BERBAGI SEJARAH ISLAM DI BOSNIA HERZEGOVINA


ISLAM DI BOSNIA HERZEGOVINA




Disusun Oleh :
Septiawan Fadly Candra        (08120019)


JURUSAN SEJARAH DAN KEBUDAYAAN ISLAM
FAKULTAS ADAB DAN ILMU BUDAYA
UNIVERSITAS ISLAM NEGERI SUNAN KALIJAGA
YOGYAKARTA
2011



SEJARAH ISLAM DI BOSNIA HERZEGOVINA

1.)    Pengantar
Bosnia Herzegovina merupakan sebuah Negara yang terbentuk dari pecahan Negara Republik Federasi Sosialis Yugoslavia. Yugoslavia sendiri terbentuk pada tahun 1918, namun  setelah beberapa waktu terbentuk Negara ini nyaris terjadi perpisahan karena  pada pemilu tahun 1920 melahirkan kekuatan yang relatif setara dari sejumlah partai yang mewakili setiap etnis di Yugoslavia. Akibatnya, pada 6 Januari 1929 konstitusi dibatalkan dan Yugoslavia memasuki sistem pemerintahan kerajaan diktatorial di bawah Raja Alexander. Sistem pemerintahan republik dengan konstitusi baru diterapkan selepas PD II pada November 1945 di bawah kepemimpinan Josip Broz Tito. Yugoslavia baru benar-benar mengalami perpecahan pada tahun 1991. Di mulai dengan lepasnya Slovenia dan Kroasia yang memilih menjadi Negara berdaulat. Bosnia melalui suatu referendum pun menyatakan pemisahan diri dari Yugoslavia dan menjadi negara berdaulat dipimpin Presiden Alija Izatbigovic pada bulan Maret 1992. Inilah yang memicu pembantaian rakyat Muslim Bosnia oleh bangsa Serbia pimpinan Slobodan Milosevic pada 1992.
Serbia berupaya mempertahankan kesatuan Yugoslavia. Etnis Serbia yang umumnya bergama Kristen Ortodoks ingin mendominasi pemerintahan, militer dan administrasi negara. Di Serbia terdapat sekitar 6 juta etnis Serbia, sedangkan di Bosnia 1,36 juta jiwa dan di Kroasia 0,5 juta jiwa. Milosevic berobsesi mewujudkan Negara Serbia Raya yang bersifat monoetnis, maka ia menentang habis-habisan berdirinya Bosnia Herzegovina yang mayoritas Muslim dengan melakukan pembersihan etnis non-Serbia atau genosida. Konflik di Bosnia - Herzegovina yang berlangsung selama April 1992-November 1995, merupakan sebuah bentuk pembersihan etnis yang paling pahit pasca Perang Dunia II di Eropa, yang melibatkan Negara-negara seperti Bosnia, Serbia, dan Yugoslavia. Sekitar 8000 muslim di Bosnia terbunuh pada pembersihan etnis tersebut, dimana Pasukan tentara Serbia bertanggungjawab atas pemusnahan massal ini, walaupun pihak Serbia menganggap hal ini hanyalah perang saudara di wilayah Balkan, bukan merupakan bentuk agresi apapun atas Bosnia. Perang yang berakhir dengan pemusnahan massal ini dianggap merupakan pertanggungjawaban para pemimpinnya yaitu Radovan Karadzic dan Ratko Mladic .

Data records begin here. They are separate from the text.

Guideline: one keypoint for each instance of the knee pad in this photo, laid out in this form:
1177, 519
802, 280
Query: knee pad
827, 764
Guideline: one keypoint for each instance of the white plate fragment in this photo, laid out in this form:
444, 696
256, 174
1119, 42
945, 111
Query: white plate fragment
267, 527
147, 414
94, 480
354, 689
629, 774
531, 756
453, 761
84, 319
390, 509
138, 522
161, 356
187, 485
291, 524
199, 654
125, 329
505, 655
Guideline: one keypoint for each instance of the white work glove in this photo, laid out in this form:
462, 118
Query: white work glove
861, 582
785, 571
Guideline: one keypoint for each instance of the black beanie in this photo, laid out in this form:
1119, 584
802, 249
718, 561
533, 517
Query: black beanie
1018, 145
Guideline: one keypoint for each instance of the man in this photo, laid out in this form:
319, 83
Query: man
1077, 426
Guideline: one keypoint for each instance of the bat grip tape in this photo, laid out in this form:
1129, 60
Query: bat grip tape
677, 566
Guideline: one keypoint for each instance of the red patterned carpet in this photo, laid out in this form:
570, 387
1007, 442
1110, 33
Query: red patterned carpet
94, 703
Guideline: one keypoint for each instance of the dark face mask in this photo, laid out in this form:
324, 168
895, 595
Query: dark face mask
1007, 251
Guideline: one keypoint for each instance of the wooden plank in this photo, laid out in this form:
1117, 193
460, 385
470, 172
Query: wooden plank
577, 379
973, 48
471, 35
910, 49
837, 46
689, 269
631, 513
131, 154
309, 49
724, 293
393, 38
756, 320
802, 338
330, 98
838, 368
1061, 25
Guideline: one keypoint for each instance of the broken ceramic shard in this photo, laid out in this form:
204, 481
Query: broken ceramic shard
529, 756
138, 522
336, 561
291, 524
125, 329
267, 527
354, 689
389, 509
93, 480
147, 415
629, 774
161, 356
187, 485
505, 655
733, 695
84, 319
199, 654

Menghadapi aksi Serbia yang membabi buta, pada 1994 etnis Kroasia di Bosnia dan Musim Bosnia bersatu melawan kebringasan Serbia. Namun karena persenjataan yang tak berimbang, mereka jadi bulan-bulanan Serbia. Perang sipil selama 44 bulan itu, diperkirakan memakan korban tak kurang 200 ribu jiwa, jutaan lainnya kehilangan rumah dan terpencar-pencar dari keluarga. Mayoritas dari mereka adalah ummat Islam. Milosevic didukung Panglima Angkatan Bersenjata Radovan Karadzic, melakukan pembantaian membabi buta. Saat itulah nama Bosnia Herzegovina mencuat ke dunia dan mengundang simpati khususnya dari negara-negara Islam. Namun Pakta Pertahanan Atlantik Utara (NATO)-lah yang akhirnya menghentikan aksi brutal Serbia dengan serangan udara ke Serbia dan Montenegro.
Pada penghujung 1995 tepatnya tanggal 21 November, NATO memaksa Serbia menandatangani perjanjian damai yang dilakukan di Dayton, Ohio, Amerika Serikat. Selama berada di bawah Yugoslavia, Bosnia Herzegovina termasuk yang paling miskin dibandingkan negara bagian lain. Kondisi ini kemudian diperparah oleh konflik etnis dengan Serbia. Saat ini Bosnia beribukota Sarajevo, wilayah dikelilingi Kroasi di utara, barat dan selatan. Sedangkan di timur berbatasan dengan Serbia. Untuk memulihkan kondisi ekonomi, Bosnia masih harus mengandalkan bantuan luar negeri. Antara lain dari Bank Pembangunan Islam (IDB) yang pada September 2000 mendirikan Bank Internasional Bosnia. Bank tersebut dibentuk dengan modal dasar sebesar 300 juta dolar AS dengan modal disetor sebesar 60 juta dolar AS. Modal tersebut antara lain berasal dari IDB serta bank Islam lainnya sebagai pendiri seperti Bank Islam Abu Dhabi, Bank Islam Dubai, Bank Islam Bahrain serta dari investor swasta muslim lainnya.[1]
Kasus perang di Bosnia atau Peristiwa Genosida ini sebenarnya telah sampai di meja putusan Internasional Court Justice (ICJ) namun menurut pengamatan ICJ, Serbia tidak bertanggungjawab atas pemusnahan massal ini, serta tuntutan Bosnia agar Serbia bertanggungjawab menganti rugi kepada para muslim korban di desa-desa Bosnia Timur tidak disetujui oleh pihak ICJ, ICJ hanya memutuskan bahwa Serbia melakukan kealfaan dengan membiarkan terjadinya genosida di daerah negaranya sendiri. Walaupun hingga kini belum terdapat kejelasan atas kasus ini namun ICJ telah menemukan beberapa bukti yaitu : pembunuhan benar-benar terjadi secara massif di kamp-kamp konsentrasi di wilayah yang terjadi konflik, serta tidak hanya pembunuhan massal saja yang terjadi namun juga pemerkosaan, serta pencacatan fisik secara sengaja, namun hal ICJ belum menemukan bukti kuat kejadian ini terjadi atas dasar keinginan Serbia untuk menghilangkan etnis Muslim Bosnia.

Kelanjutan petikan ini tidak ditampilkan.